The Nova Scotia Board of Examiners in Psychology’s internal review committee — which exists to provide an independent review of rejected applications — rubber-stamped the initial rejection. They did that despite additional submissions from Yates. She included:

  • copies of three books she’d written on the assessment and treatment of sex offenders, including a guide for clinicians, which the registrar had returned unopened, without even presenting them to the committee.
  • affidavits from her former PhD supervisor and a letter from a Canada Research Chair in Forensic Psychology who’d worked with her, all attesting to her skills and experience.

She even tracked down former students from her “research-focused” PhD and discovered that at least eight-to-10 of them were currently practising as psychologists in British Columbia, Saskatchewan, the Northwest Territories, Ontario and New Brunswick.

Yates applied for a judicial review of the board’s decision but —before she even got a response — the IWK had terminated her.

She was then turned down for the judicial review on the technicality that she’d waited too long to apply. So she went back to square one, applied again to the board for a licence in October 2016, was rejected again — “The board relies on its prior decision and will not be rendering a new decision as the matter has already been determined” — re-applied for a judicial review. And finally got her day in court.

In March 2018 — more than three years after she began her job at the IWK, close to two years after she was fired and less than one year after the CBC’s story on those delays in court-ordered assessments of young offenders — Nova Scotia Supreme Court Justice Timothy Gabriel released his decision, chastising the board of examiners for failing to follow its own act and for its “high-handed” procedural unfairness, and ordered the board to reconsider her application.

That process is apparently ongoing.

But the process that led us to this process raises all sorts of still unanswered — perhaps unasked — questions.

Why did the psychologists’ organization’s board of examiners reject Pamela Yates application in the first place? What is — what should be — its role in self-regulation of the psychology profession? Is there a pattern of self-protection in self-regulation by professional licensing bodies like the board of examiners that is less about protecting Nova Scotians and more about preserving its own professional fiefdom?
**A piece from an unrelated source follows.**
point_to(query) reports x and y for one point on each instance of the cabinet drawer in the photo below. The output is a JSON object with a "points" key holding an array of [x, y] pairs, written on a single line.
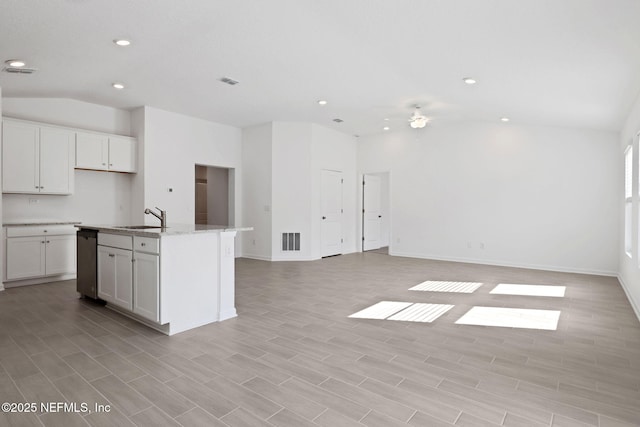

Consider this: the board of examiners claims it “protects the public by regulating practitioners of psychology in Nova Scotia.” Does that mean patients in Saskatchewan, where Yates was originally licenced (and could be again), are unprotected? How about patients in BC, the Northwest Territories, Ontario and New Brunswick, all jurisdictions where her fellow “un-interned” Carleton grads are now practising as psychologists? Should patients there be worried? Or should we?
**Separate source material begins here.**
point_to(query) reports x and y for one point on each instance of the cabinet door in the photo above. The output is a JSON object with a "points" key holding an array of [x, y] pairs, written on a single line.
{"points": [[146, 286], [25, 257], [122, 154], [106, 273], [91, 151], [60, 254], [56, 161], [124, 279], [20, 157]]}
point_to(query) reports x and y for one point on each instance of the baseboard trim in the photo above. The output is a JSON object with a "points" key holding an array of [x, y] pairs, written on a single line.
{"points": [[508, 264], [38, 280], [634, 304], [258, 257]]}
There are also legitimate questions for the IWK. Why did it summarily fire Yates while she was still in the middle of her battle with the board of examiners to obtain her licence? Was that — again — to protect vulnerable patients from harm, or protect itself from criticism and liability?

As for Yates? She’s just finished up a contract with Dalhousie University to write a report on opioid addiction for Nova Scotia’s department of justice. She continues to run her own private consulting service training — among others — practising psychologists in risk assessment, treatment and management programs.

She says she’d like to stay in Nova Scotia, but she’s not sure she can afford to.

Meanwhile, it is worth noting that Yates’ position at the hospital — the one that was vacant for three years when arrived in 2014 — is still vacant today.